Concordo com um aceno e corro até o banheiro para pegar o frasco de analgésico que guardo lá, usando essa desculpa para não deixar que ele perceba que estou rindo. Quando volto para a cozinha e deposito o frasco à sua frente, já consegui controlar minha expressão novamente.
- Tudo bem, Hiyono, você pode rir. – Ele fala, engolindo alguns comprimidos assim que coloco um copo d'água ao lado do frasco de remédio.
- Não faço idéia do que você está falando. – Volto para perto do fogão e apago o fogo. – Quer um pouco de chá?
- Imagino que ao menos isso seja seguro.
Aperto as xícaras que estou tirando do armário, controlando o desejo de atirar uma delas em sua cabeça.
- Desde que eu não despeje veneno dentro da xícara. – Sorrio enquanto encho as xícaras com o chá. – Acho que já provou não ser muito bom para perceber gostos estranhos em sua bebida.
- Há há! – Ele pega a xícara e toma um pequeno gole.
Eu realmente desejo que se queime, apenas para me vingar de todos os comentários odiosos que fui obrigada a agüentar hoje. Quando isso não acontece, pego minha própria xícara e sento na cadeira a sua frente. Estou dando especial atenção ao liquido amarelo esverdeado em minha xícara, assoprando para que esfrie, apenas porque não sei realmente o que fazer ou dizer sem começar outra discussão.
- Está errado. – Ayumu fala, dando mais um gole no chá. – Não deveria ser assim.
- Você não pode estar achando que eu fiz o chá errado, certo? – Minhas mãos apertam a xícara quente, enquanto estreito os olhos novamente.
- Não, não é isso. – Ele suspira, depositando a xícara sobre a mesa. – Eu não deveria estar fazendo você ficar zangada comigo.
Tento esconder minha surpresa, dando um grande gole no liquido fumegante e sinto lágrimas deixarem meus olhos quando queimo a língua. Xingo a mim mesma mentalmente enquanto abro a boca e abano a boca, o mais discretamente que consigo.
'E ele acha que o dia dele está errado...'
- Você está bem?
Concordo com um aceno, e sorrio antes de esconder os lábios com as mãos e respirar pela boca.
- Você se queimou, não é mesmo? – Consigo perceber o riso em sua voz, mesmo que a expressão em seu rosto não demonstre nada.
- Se sabe disso, para que perguntar? – Levanto e pego um copo de água, tomando um grande gole.
- Hiyono... – Ele começa, e apesar de estar de costas para ele, posso ouvir o riso em sua voz. – Você é a criatura mais estranha e atrapalhada que conheço.

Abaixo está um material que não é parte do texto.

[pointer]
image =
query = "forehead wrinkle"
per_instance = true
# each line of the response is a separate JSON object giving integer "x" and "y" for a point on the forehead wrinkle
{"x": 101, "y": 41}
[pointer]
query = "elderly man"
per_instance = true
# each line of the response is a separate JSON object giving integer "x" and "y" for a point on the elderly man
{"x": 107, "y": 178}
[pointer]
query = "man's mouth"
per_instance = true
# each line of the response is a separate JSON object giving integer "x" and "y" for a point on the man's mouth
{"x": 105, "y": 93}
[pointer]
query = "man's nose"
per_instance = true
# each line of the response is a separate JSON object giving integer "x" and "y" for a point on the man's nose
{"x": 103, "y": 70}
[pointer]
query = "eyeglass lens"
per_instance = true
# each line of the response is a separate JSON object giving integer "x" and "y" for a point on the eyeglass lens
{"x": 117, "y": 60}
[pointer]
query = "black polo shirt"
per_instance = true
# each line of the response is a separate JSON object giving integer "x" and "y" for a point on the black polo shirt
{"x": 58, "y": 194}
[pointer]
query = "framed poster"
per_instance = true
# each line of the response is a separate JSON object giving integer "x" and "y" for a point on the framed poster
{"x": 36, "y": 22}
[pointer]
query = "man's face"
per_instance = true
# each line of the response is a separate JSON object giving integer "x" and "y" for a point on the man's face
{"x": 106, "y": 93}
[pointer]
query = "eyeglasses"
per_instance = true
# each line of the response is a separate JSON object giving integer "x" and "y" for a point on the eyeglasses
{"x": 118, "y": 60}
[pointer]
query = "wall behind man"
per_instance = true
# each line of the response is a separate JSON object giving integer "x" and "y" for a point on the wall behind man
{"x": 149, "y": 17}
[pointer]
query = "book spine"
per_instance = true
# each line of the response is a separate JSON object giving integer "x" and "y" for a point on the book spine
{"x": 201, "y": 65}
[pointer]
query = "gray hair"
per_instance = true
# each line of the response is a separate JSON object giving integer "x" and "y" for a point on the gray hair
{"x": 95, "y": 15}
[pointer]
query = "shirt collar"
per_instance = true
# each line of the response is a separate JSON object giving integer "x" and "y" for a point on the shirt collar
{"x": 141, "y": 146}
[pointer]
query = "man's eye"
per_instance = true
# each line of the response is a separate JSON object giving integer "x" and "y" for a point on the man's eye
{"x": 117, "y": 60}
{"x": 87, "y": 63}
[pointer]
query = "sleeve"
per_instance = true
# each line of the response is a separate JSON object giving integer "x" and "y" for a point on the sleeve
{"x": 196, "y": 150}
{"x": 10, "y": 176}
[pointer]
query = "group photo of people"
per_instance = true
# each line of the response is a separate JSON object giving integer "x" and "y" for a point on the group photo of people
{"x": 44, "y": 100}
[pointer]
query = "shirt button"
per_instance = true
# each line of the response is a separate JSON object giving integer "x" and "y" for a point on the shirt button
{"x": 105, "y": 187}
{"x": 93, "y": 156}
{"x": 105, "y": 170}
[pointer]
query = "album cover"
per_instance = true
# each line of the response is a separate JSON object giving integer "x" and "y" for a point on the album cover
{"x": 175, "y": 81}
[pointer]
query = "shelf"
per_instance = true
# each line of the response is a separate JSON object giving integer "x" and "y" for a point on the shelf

Eu gostaria de ficar brava com esse comentário, mas não consigo. Ele tem mesmo razão. Ao menos parcialmente. Estou sempre cometendo algum erro quando Ayumu está ao meu lado.
- Termine seu chá enquanto pego um travesseiro e cobertas para você. – Deixo a cozinha quase correndo, antes que ele tenha uma chance de falar mais alguma coisa. Algum tempo depois, quando volto para a sala, Ayumu está me esperando.
- Consegue arrumar sua cama enquanto limpo a cozinha? – Deixo o travesseiro sobre o sofá e tento entregar o lençol e a manta que trouxe do quarto, mas ele não faz nenhum movimento para pegá-las.
- Já lavei tudo para você.
- E quer que eu arrume sua cama como pagamento?
Ayumu suspira, girando os olhos, e retira as cobertas de minha mão, jogando-as sobre o sofá.
- Quero que você pare quieta, sem fazer nada estranho, ou tente fugir.
- Não estou fazendo isso. – 'Pelo menos não propositalmente' Completo em pensamento.
- Então apenas fique calada. – Ayumu fala, no seu costumeiro tom mal humorado. – Essa foi uma péssima noite, e eu não quero piorar tudo fazendo piada com suas idiotices.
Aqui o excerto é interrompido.